The algorithm aims to be sufficiently fast for running in the internet browser of an average consumer computer, by trading bandwidth for improved runtime performance. We found that it works well for most sequences, but for a minority of sequences indel variation not captured by seed matches might result in sub-optimal alignments.
By default, alignment is only attempted on sequences longer than 100 nucleotides (configurable), because alignment of shorter sequences may be unreliable.
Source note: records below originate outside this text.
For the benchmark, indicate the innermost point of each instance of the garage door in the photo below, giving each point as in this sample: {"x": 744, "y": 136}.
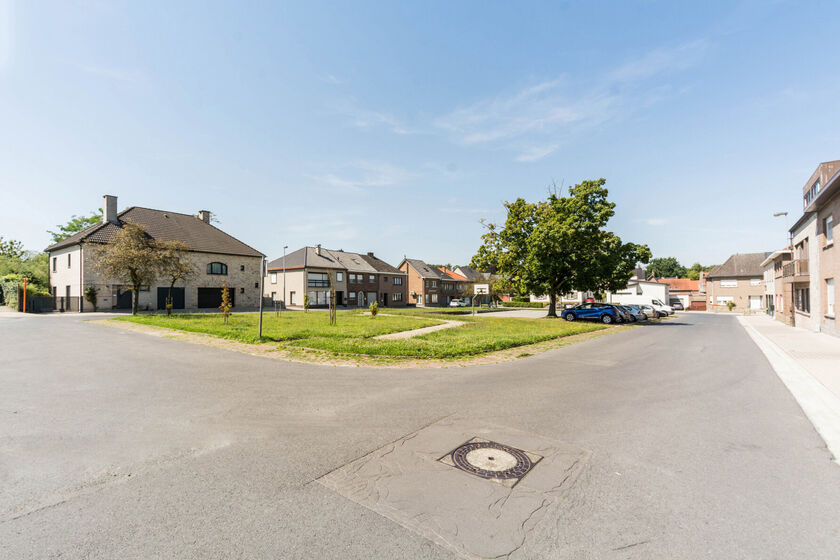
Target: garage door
{"x": 209, "y": 298}
{"x": 178, "y": 298}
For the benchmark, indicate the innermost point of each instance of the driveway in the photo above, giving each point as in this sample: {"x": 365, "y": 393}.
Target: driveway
{"x": 676, "y": 440}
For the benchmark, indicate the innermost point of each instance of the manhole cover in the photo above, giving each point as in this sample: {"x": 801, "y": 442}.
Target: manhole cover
{"x": 492, "y": 461}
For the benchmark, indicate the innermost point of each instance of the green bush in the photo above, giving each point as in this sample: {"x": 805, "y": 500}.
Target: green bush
{"x": 527, "y": 304}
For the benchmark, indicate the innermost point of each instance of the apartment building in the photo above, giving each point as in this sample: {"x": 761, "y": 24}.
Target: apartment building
{"x": 218, "y": 257}
{"x": 815, "y": 267}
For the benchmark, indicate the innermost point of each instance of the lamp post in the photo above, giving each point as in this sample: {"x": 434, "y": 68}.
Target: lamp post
{"x": 283, "y": 303}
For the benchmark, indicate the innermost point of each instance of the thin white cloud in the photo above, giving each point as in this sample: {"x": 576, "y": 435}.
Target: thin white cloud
{"x": 365, "y": 174}
{"x": 118, "y": 74}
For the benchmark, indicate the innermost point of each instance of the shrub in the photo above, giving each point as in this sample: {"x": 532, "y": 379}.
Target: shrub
{"x": 526, "y": 304}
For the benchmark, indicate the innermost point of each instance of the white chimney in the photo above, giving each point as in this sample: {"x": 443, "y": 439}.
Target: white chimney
{"x": 109, "y": 209}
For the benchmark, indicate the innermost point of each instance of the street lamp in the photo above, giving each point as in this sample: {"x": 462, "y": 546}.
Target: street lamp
{"x": 283, "y": 303}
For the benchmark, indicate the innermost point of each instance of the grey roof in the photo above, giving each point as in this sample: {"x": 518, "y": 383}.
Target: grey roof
{"x": 426, "y": 271}
{"x": 380, "y": 265}
{"x": 740, "y": 264}
{"x": 307, "y": 257}
{"x": 164, "y": 226}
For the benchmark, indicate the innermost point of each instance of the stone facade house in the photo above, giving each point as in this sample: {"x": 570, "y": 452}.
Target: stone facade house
{"x": 740, "y": 279}
{"x": 217, "y": 256}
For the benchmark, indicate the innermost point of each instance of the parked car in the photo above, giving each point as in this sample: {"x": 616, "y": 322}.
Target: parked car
{"x": 636, "y": 312}
{"x": 603, "y": 312}
{"x": 650, "y": 312}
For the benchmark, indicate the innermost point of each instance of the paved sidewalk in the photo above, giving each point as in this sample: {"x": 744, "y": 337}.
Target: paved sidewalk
{"x": 809, "y": 364}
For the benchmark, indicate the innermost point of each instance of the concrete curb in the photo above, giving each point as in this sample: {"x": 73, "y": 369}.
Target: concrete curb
{"x": 821, "y": 406}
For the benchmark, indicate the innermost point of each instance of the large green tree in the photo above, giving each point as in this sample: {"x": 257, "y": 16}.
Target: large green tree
{"x": 560, "y": 244}
{"x": 666, "y": 267}
{"x": 75, "y": 225}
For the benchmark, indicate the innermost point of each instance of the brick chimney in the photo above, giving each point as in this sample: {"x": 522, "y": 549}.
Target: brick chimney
{"x": 109, "y": 209}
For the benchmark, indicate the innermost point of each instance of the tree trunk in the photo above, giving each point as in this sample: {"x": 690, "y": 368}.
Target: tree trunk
{"x": 135, "y": 299}
{"x": 552, "y": 304}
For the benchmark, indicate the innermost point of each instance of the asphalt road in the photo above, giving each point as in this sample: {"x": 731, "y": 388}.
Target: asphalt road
{"x": 121, "y": 445}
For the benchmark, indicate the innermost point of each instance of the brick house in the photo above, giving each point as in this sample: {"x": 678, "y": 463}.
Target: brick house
{"x": 359, "y": 280}
{"x": 811, "y": 277}
{"x": 740, "y": 279}
{"x": 429, "y": 286}
{"x": 217, "y": 256}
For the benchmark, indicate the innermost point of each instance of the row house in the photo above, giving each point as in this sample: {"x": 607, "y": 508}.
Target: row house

If alignment fails, Nextclade will optionally attempt to align the reverse complemented sequence.
Nextclade can use a genome annotation to make the alignment more interpretable. Sometimes, the placement of a sequence deletion or insertion is ambiguous as in the following example. The gap could be moved forward or backward by one base with the same number of matches:
Reference : ... | GTT | TAT | TAC | ... Alignment 1: ... | GTT | --- | TAC | ... Alignment 2: ... | GT- | --T | TAC | ... Alignment 3: ... | GTT | T-- | -AC | ...
If a genome annotation is provided, Nextclade will use a lower gap-open-penalty at the beginning of a codon (delimited by the
| characters in the schema above), thereby locking a gap in-frame if possible. Similarly, nextalign preferentially places gaps outside of genes in case of ambiguities.
Alignment may fail if the query sequence is too divergent from the reference sequence, i.e. if there are many differences between the query and reference sequence. The seed matching step may then not be able to find a sufficient number of similar regions. This may happen due to usage of an incorrect reference sequence (e.g. from a different virus or a virus from a different host organism), if analysed sequences are of very low quality (e.g. containing a lot of missing regions or with a lot of ambiguous nucleotides) or are very short compared to the reference sequence.
⚠️ Analysis steps that follow the step alignment will ignore sequence regions before and after the alignment range, as well as unsequenced regions (consecutive gap (
-) character ranges on the 5’ and 3’ ends). The exact alignment range is indicated as “Alignment range” in the analysis results table of Nextclade Web and
alignmentEndin the output files of Nextclade Web and Nextclade CLI.
The alignment step results in aligned nucleotide sequences, which are being produced in the form of a fasta files.